Luisa Ellermeier

„Kiel ist eine hübsche Stadt, aber erst, als wir nach Bielefeld gezogen sind – mein Mann stammt aus der Region – bin ich wirklich in Deutschland angekommen“, erzählt Luisa Ellermeier. Sie fühlte sich sofort heimisch. Nicht zuletzt, weil sie an der Uni Bielefeld, wo sie heute als Wissenschaftliche Mitarbeiterin an der Fakultät für Linguistik und Literaturwissenschaft arbeitet, einen Studienplatz fand, Bielefeld als offen und tolerant erlebte und mit Menschen aus unterschiedlichsten Nationen Kontakte knüpfte.

In Kiel hatte ich immer das Gefühl, dass mich die Leute komisch angucken“, sagt die 40-Jährige. „Das war in Bielefeld ganz anders.“ An der Uni Bielefeld studierte Luisa Ellermeier, die in Peru bereits ihren Master in Sozialpsychologie abgeschlossen hatte, noch einmal Interamerikanische Studien. „Mit der Entscheidung in Deutschland zu leben, stand für mich von Anfang an auch fest, dass ich hier arbeiten und Karriere machen möchte.“ Durch ihr makelloses Spanisch fand sie zudem nach kurzer Zeit einen Job als studentische Hilfskraft an der Uni.

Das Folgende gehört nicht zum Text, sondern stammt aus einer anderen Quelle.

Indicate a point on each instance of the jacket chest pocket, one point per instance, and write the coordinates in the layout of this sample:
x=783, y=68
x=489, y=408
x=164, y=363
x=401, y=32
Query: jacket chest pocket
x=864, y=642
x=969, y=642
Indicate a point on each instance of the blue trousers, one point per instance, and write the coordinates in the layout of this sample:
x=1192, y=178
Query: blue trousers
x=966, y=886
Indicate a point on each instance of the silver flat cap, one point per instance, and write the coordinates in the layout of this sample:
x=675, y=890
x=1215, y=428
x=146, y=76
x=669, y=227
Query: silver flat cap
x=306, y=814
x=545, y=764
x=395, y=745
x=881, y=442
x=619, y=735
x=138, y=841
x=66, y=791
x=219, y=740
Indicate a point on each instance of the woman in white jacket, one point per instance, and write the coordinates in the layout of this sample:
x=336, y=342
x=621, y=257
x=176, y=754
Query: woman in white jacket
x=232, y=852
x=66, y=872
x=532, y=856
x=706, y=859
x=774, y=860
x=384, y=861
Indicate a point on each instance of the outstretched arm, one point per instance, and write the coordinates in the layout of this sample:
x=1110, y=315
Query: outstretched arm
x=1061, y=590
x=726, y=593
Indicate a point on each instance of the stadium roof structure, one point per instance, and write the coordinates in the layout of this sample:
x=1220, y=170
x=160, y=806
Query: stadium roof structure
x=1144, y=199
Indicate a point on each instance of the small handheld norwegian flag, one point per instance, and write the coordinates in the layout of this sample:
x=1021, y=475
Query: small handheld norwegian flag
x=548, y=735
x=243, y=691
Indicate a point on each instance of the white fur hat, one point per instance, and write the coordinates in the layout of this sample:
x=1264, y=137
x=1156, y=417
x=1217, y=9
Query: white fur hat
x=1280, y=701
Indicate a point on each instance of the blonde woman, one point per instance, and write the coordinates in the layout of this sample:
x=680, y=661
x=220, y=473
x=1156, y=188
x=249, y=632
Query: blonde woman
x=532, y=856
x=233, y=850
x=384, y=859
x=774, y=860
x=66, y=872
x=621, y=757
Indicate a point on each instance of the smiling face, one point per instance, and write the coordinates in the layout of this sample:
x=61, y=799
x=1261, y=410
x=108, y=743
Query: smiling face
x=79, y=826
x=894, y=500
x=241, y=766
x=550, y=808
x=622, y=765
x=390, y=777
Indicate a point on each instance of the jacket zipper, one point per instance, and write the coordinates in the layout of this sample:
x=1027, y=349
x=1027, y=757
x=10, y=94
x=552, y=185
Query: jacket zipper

„Die Frustration am Anfang war allerdings groß“, resümiert sie mit Blick auf ihren Start im fremden Umfeld. Sie war 26, als sie der Liebe wegen Peru verließ. Fast zwei Jahre hatte sie mit ihrem heutigen Mann eine Fernbeziehung geführt. „Die Sprache unserer Beziehung war englisch. Da auch alle Verwandten englisch sprachen, dachte ich zunächst eine Sozialisierung wäre, ohne Deutsch zu sprechen möglich.“ Um sich vorzubereiten, belegte sie in ihrer Heimatstadt Lima dennoch einen Deutsch-Kurs beim Goethe Institut. Ihr B2-Zertifikat machte sie dann in Kiel. „Das Schwerste, was ich im Leben lernen musste, war Deutsch. Und da ich mich anfangs nicht traute, zu sprechen, war es natürlich auch schwer, beruflich Fuß zu fassen. In Kiel bin ich damals von Sozialorganisation zu Sozialorganisation, bis ich schließlich beim Integrationsrat als Praktikantin arbeiten konnte.“ 14 Jahre lebt sie inzwischen in Deutschland. Die sprachlichen Barrieren sind längst überwunden. „Ich fühle mich als Bielefelderin“, so Luisa Ellermeier, die einen differenzierten Blick auf die Gesellschaft hat, weder ihre alte noch ihr neue Heimat verklärt und um die Unterschiede weiß. Sie schätzt die gesellschaftlichen Grundwerte, Gerechtigkeit und die bunte Gesellschaft in Deutschland. „In der Uni-Kita gab es ein lesbisches Paar mit Kind – das ist doch eine tolle Realität. In Peru gibt es viel Homophobie, Machismus und Kinder haben keine Chance auf gleiche Bildung. Zwar gibt es auch hier noch viel zu tun, aber es ist tausend Mal besser“, so die Mutter einer neunjährigen Tochter. Sie selbst besuchte in Lima eine zweisprachige Schule und studierte schließlich an einer privaten Universität. „Das war ein Privileg, meine Eltern konnten mir und meinen Geschwistern das ermöglichen“, erklärt sie. „Wir hatten zuhause eine Haushälterin und ich wusste früher nicht, wie eine Waschmaschine funktioniert.“ Für ihre Tochter wollte sie mehr soziales Miteinander.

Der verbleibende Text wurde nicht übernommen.